Читаем Номер 3, Осень 2009 полностью

Дверь трактира открывается, и на крыльцо вываливается наш Василий. Он привычно нетрезв. Если верить досье, ему тридцать три года. Вчера весь православный люд праздновал Троицу, а Василий, как всегда, продолжает праздновать и поныне.

Изрядно шатаясь, Василий начинает путь в сторону дома. Притормаживает возле лежащего на земле человека. Мужчина вяло пытается пошевелиться, тихо мычит. Василий опускается рядом на корточки. Тормошит за плечо:

– Эй… братушка! Ты чего здесь?

Мужчина испускает слабый стон. Пытается приоткрыть набрякшие веки. От него пахнет спиртным.

– Ну ты чего, братан! – Василий продолжает тормошить. – Не дело это… Давай, вставай… Ты где живёшь?

Человек снова то ли мычит, то ли стонет. Несколько минут Василий упорно трясёт его за плечи. Потом, убедившись в тщетности попыток, принимается толкать под спину, стараясь перевести в сидячее положение. Мужчина, кажется, пребывает в полубессознательном состоянии. Проходящий мимо народ косится на них неодобрительно.

– Не гоже это – на земле лежать… Домой пошли, домой… Там спать ляжешь… – приговаривает Василий.

Мужчина крупнее его по комплекции, к тому же абсолютно не владеет собственным телом. Не удержав равновесия, Василий садится рядом с ним в грязь. Некоторое время глядит в землю. Затем встаёт на колени. Закидывает руку человека себе на шею, обхватывает его за спину и бок, подпирает собственным плечом, пытается встать. Каким-то чудом ему это удаётся.

Василий с трудом ковыляет по улице, волоча на себе незнакомца. К счастью, живёт он неподалёку.


– Фёдор Степанович Прохоров, – комментирует первый Проводник. – Сорок семь лет. Наш испытуемый до этой встречи с ним знаком не был. Федор Степанович действительно выпил, но вовсе не так уж много, чтобы потерять сознание. У него произошёл инфаркт миокарда. Все окружающие сочли его просто пьяным. Если бы Василий прошёл мимо, оставив его лежать на земле, Фёдор Степанович, скорее всего, умер бы.

– Вероятность: девяносто восемь процентов, – добавляет второй Проводник, с ехидцей косясь в мою сторону. – Так что кошку можно считать отработанной.


…Василий взбирается на собственное крыльцо. Федор Степанович висит на нём кулём. Дверь отворяется. В проёме появляется сухонькая сгорбленная старушка.
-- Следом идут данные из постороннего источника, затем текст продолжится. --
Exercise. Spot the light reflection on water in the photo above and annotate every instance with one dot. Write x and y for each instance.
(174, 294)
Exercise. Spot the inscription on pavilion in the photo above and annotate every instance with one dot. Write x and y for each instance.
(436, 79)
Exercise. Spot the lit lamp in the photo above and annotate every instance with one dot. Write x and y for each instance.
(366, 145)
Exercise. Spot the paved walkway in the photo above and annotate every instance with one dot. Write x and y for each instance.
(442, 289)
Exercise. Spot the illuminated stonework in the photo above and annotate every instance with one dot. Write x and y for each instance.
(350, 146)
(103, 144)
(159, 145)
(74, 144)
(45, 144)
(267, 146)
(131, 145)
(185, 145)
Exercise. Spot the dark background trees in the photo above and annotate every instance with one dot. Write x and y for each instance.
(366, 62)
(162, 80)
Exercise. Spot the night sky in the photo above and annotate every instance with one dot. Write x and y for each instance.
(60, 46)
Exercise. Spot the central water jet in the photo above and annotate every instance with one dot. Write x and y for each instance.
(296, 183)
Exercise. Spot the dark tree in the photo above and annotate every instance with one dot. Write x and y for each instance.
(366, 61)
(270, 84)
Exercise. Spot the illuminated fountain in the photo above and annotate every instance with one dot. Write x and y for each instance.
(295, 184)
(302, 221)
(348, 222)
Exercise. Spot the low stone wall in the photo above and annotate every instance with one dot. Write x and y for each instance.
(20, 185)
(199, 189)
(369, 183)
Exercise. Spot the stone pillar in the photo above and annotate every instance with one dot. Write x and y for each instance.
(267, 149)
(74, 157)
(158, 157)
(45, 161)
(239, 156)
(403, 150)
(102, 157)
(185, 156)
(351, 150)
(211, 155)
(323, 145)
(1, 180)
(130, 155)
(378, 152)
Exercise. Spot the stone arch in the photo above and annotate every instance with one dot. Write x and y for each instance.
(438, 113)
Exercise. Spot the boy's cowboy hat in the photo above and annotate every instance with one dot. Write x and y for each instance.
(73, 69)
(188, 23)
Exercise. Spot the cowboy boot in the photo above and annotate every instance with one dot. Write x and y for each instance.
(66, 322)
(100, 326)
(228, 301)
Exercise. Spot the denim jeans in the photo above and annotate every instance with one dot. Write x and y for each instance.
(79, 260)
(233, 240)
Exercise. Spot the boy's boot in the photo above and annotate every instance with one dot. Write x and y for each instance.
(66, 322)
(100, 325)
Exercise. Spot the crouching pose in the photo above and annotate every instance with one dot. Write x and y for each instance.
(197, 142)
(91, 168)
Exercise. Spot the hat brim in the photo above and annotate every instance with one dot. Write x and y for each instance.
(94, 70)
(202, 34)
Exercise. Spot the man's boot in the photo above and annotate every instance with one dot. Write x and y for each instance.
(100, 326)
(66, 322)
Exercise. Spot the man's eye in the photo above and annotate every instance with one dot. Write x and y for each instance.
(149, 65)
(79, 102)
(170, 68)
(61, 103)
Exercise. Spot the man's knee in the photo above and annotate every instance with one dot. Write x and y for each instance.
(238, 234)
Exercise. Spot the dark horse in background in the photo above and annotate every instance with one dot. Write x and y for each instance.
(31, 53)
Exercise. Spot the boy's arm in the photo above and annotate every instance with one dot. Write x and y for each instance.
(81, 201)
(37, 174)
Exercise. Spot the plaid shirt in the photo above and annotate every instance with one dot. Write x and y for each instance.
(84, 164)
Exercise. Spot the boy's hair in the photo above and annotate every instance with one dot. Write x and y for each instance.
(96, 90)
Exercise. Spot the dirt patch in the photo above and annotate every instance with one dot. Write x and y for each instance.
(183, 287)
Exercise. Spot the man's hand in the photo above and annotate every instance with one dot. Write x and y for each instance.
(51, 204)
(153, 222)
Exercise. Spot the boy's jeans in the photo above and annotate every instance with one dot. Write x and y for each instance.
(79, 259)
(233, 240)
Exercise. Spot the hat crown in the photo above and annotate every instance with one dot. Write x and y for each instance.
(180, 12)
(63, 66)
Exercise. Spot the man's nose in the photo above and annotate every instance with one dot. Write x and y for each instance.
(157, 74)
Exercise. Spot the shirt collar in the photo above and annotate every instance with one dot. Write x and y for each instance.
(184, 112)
– Ой, Вася, да кого ж ты притащил! – всплёскивает она руками. – Где ты его взял? Пусть домой идёт! Мало мне тебя, такого…
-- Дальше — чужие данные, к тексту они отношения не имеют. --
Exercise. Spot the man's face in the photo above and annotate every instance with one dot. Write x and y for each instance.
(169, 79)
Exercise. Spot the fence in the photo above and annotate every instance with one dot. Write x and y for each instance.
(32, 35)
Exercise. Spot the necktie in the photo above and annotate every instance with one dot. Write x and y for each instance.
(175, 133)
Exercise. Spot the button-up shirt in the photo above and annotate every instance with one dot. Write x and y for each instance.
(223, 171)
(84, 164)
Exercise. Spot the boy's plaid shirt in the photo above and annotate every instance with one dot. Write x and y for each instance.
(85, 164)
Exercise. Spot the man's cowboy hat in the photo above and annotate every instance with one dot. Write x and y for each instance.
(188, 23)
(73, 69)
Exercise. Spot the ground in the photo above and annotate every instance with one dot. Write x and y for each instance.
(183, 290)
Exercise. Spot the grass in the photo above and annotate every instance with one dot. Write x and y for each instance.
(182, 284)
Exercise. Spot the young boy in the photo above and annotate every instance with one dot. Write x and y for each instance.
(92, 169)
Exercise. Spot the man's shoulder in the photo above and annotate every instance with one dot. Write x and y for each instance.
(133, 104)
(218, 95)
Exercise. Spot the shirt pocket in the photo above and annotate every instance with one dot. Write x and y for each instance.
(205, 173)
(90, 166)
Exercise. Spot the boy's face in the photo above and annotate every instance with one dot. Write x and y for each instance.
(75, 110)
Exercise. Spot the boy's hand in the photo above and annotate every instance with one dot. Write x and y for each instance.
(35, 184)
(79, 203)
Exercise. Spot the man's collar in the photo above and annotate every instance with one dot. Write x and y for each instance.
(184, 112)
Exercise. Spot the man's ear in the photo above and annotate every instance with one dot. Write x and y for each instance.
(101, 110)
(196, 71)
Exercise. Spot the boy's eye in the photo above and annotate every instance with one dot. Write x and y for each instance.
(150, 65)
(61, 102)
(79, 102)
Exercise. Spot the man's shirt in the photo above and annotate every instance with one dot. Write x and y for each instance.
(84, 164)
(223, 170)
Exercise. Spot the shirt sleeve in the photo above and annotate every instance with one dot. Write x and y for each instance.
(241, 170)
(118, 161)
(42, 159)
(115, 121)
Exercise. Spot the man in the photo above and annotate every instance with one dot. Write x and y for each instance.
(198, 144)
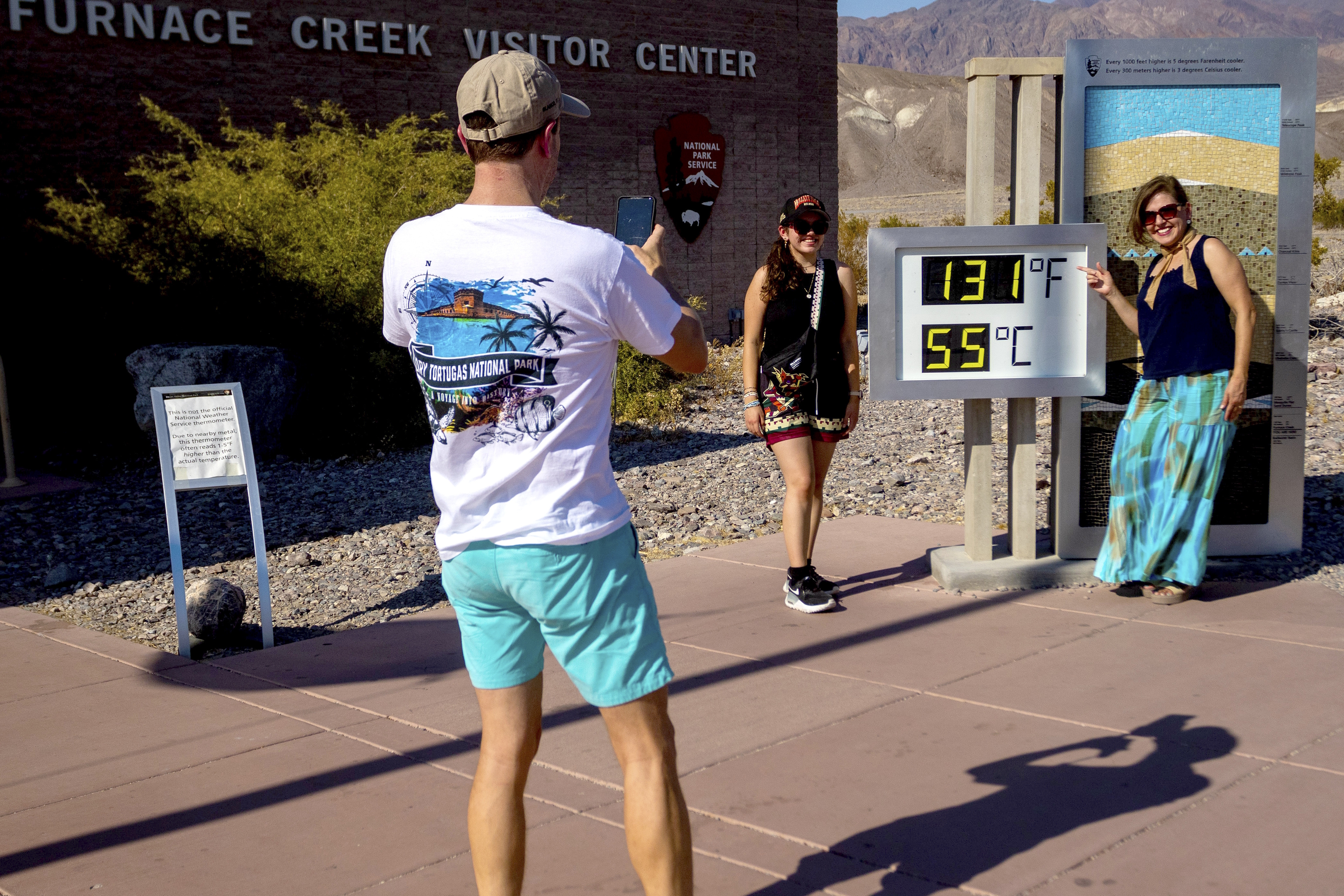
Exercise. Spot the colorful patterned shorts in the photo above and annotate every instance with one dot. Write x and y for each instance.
(791, 414)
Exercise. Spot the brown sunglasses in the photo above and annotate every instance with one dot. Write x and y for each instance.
(1167, 213)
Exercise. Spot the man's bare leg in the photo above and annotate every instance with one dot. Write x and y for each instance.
(511, 731)
(658, 828)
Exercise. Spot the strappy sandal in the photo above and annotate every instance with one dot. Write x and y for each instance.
(1172, 593)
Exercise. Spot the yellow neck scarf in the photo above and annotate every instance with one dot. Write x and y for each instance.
(1170, 259)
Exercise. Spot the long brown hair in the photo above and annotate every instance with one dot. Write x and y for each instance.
(783, 272)
(1159, 185)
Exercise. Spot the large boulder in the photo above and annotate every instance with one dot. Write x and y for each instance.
(214, 609)
(268, 377)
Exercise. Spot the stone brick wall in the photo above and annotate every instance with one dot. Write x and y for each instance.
(70, 100)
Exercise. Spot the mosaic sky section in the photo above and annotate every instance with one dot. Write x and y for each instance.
(1117, 115)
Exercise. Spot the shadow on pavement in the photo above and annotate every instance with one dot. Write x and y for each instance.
(424, 648)
(949, 847)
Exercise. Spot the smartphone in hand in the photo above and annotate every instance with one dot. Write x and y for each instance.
(634, 220)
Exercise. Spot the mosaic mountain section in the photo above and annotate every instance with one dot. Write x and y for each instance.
(1222, 144)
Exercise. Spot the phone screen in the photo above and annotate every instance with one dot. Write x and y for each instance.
(634, 220)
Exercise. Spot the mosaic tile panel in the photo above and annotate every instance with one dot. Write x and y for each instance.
(1194, 160)
(1116, 115)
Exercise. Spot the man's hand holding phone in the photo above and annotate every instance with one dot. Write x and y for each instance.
(651, 253)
– Мама, давай, пусть он поспит… Ему поспать надо… Тогда домой отведём.

Василий заваливается со своей ношей в дом.


…Да, мощный аргумент. Хорошо сработано. Профессионально. Один из Проводников при жизни нашего испытуемого был его хранителем и теперь наверняка ощущает прилив гордости за своего подопечного.

Нужно искать зацепки.


Меж тем, Василий заворожено следит за продолжающейся сценкой, которую все позабыли убрать. Внутри дома старушка суетится вокруг Фёдора Степановича, всё ещё пребывающего в отключке.

– Вот ведь, ещё собутыльников таскать удумал, – беззлобно ворчит она. – Да и человек-то с виду солидный, как его угораздило… Куды ж его теперь девать-то…
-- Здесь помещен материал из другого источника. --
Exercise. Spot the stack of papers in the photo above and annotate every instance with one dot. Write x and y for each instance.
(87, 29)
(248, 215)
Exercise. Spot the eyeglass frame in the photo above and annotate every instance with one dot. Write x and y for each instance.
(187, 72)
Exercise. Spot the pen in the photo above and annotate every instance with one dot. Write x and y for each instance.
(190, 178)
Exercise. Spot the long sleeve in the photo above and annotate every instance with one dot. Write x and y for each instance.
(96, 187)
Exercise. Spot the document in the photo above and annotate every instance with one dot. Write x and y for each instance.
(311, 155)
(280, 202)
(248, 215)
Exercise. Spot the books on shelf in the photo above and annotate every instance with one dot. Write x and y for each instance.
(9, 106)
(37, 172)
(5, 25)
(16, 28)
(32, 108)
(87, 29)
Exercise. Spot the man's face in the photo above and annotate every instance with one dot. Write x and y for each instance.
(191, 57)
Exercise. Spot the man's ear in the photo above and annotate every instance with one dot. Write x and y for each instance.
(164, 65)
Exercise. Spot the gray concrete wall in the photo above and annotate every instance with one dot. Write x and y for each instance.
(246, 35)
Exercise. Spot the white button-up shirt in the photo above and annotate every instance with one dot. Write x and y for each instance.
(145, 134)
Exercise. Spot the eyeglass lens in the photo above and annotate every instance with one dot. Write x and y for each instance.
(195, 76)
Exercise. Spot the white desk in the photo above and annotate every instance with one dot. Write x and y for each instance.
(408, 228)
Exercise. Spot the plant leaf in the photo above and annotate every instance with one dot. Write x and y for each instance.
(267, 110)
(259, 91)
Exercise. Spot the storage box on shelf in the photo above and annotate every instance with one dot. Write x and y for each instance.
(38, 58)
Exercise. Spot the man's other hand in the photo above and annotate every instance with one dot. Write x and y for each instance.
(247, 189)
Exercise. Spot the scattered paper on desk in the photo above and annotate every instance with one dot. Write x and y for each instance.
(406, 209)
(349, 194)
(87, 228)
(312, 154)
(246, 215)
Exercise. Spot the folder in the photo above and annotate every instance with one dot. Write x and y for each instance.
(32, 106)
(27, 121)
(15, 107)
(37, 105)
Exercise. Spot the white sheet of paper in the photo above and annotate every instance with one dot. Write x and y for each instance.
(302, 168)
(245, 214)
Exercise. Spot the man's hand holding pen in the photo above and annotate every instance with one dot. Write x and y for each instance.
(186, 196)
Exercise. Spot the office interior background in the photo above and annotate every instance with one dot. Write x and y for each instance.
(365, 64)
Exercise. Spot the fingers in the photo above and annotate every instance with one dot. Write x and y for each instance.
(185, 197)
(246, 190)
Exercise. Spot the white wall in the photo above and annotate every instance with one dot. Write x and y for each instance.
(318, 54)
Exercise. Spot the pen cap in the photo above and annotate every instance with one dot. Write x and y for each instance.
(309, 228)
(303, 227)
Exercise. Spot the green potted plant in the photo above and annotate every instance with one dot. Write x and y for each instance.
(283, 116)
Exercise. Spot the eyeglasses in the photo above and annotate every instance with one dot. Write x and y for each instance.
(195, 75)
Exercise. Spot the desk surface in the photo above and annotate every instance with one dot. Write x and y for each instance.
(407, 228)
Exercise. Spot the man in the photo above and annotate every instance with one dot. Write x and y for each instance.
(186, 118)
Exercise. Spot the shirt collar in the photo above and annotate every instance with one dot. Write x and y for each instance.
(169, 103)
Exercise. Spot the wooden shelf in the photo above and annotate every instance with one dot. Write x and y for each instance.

Лицо Василия-нынешнего расплывается в неожиданно нежной улыбке.

– Мама, – шепчет он. – Матушка… Что с ней?


Да, кстати. Матушка.

– Твоя мама умерла четыре года назад, – сообщаю я бесстрастно. – А хочешь знать, как это было?

Вопрос чисто риторический. Даже если он не хочет, ему придётся ознакомиться с фактами.


Смена кадра. Та же самая комната, где не так давно происходило чудесное спасение господина Прохорова. Голубоватые сумерки зимнего вечера. На полу у стены валяется бесчувственное тело нашего главного героя. То есть, Василия. Валяется в какой-то луже – кажется, в луже собственной мочи. У противоположной стены, на кровати, кто-то слабо ворочается. Шорох ткани, поскрипывание досок.

Участок комнаты с кроватью приближается, захватывая всё поле зрения. На постели, среди тряпья, скорчилась на боку, в позе зародыша, мать Василия. Она ещё больше похудела, щёки запали, глаза ввалились. Абсолютно белые реденькие волосы растрёпаны. У неё начинается приступ кашля. Сначала тихий и как будто несерьёзный, он постепенно набирает силу и становится всё более резким. Старушка с трудом садится, цепляясь за спинку кровати.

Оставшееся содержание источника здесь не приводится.